One threat that might jolt the auditors out of complacency is if Andersen is sunk by damages it pays out to settle shareholder and other lawsuits. But it'd be foolish to rely on this just yet. First, there is no sound estimate of how much Andersen might have to pay out. And outsiders have no idea of how much insurance an accountant like Andersen has. The big accounting firms have a pool, to which each contributes, to help cover losses. But the size of this pool, and each member's deductible, are among the best kept secrets in the industry. Explains Arthur Bowman, of the Bowman Accounting Report: "These are not the sort of numbers the accountants want the plaintiff's bar to know."

If the auditors can't be relied upon, why not let market players have better insight into companies' books? Pitt said this week that the SEC is going to introduce measures to improve corporate disclosure. The short-sellers have excelled recently in uncovering one set of dodgy books after another. "Fuller disclosure would be valuable," says David Rocker, who runs the Rocker Partners short-selling hedge fund. "While the majority would continue to be very casual in its analysis, the diligent would use it and proper research would get disseminated."

The Real Problem
But the real problem here is that most people don't even want extra information. Audits could be first-rate and disclosure doubled, but investors of all stripes would still chase the same overvalued companies that clutter the stock market.

Even in this recession, the S&P 500 and Nasdaq indices trade at bubble valuations. Think about it: This says hard numbers don't matter. It means that investments rest almost solely on faith, as was always the case at Enron.

These stratospheric valuations persist only because investors believe that the earnings growth will return to the prodigious rates of the late '90s. The Enron debacle showed that brokerage and mutual fund analysts do almost no independent thinking. Analyst sell recommendations make up a tiny percentage of the total. A something-for-nothing attitude has eaten away at management ethics, for which we can blame stock options.

How can this culture be tackled? Short-seller Chanos thinks criminal prosecution could help shake the investment world back to its senses. Arrests of prominent Wall Street insider traders in the '80s certainly helped cleanse the market of that pernicious practice.
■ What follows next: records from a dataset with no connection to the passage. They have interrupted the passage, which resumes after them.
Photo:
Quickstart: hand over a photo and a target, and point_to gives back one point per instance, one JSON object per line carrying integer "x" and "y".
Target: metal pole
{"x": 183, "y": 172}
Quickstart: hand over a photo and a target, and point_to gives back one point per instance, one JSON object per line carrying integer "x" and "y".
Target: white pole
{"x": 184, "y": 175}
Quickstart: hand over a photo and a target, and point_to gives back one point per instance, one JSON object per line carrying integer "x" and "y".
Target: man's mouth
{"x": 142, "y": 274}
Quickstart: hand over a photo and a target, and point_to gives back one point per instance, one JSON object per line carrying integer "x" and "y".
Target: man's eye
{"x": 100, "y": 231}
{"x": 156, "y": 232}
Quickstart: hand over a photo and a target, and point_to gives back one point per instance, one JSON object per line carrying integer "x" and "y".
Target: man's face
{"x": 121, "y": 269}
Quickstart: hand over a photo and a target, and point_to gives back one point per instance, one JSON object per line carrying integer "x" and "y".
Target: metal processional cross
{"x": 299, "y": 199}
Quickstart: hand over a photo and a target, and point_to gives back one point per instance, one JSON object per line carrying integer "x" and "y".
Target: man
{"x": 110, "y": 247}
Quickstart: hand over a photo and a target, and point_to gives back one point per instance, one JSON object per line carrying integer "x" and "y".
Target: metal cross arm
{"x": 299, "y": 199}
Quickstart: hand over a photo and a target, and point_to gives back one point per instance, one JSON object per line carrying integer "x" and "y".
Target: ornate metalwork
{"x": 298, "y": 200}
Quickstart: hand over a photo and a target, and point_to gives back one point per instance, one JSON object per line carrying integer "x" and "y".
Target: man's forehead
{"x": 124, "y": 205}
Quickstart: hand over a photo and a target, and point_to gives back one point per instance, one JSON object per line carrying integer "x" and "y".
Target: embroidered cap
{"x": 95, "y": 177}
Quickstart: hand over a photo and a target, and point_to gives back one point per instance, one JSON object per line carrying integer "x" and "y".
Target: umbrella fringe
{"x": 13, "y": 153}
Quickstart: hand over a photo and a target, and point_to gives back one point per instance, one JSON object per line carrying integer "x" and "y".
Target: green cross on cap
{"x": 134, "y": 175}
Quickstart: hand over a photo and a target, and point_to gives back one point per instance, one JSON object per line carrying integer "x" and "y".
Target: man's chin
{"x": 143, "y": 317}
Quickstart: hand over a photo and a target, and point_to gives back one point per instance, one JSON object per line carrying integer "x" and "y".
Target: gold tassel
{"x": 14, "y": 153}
The same could happen if the law enforcement authorities come down hard on anyone implicated in accounting scandals. "We need to see the people involved being led out in handcuffs," says Chanos.

And there is a financial root to all this. Without a speculative boom, and a corporate credit binge, Enron could never have carried out its alchemy. For that, we have to blame the Federal Reserve under Alan Greenspan. Of course, the cops shouldn't be arresting Greenspan for a lax monetary policy, but nor should we forget that market fraud always goes up in speculative booms. In his masterpiece The Great Depression, the British economist Lionel Robbins wrote: "The big frauds almost all have been perpetrated on a rising market." As Alexander Pope wrote:

"Blest paper credit. Last and best supply
To lend corruption lighter wings to fly."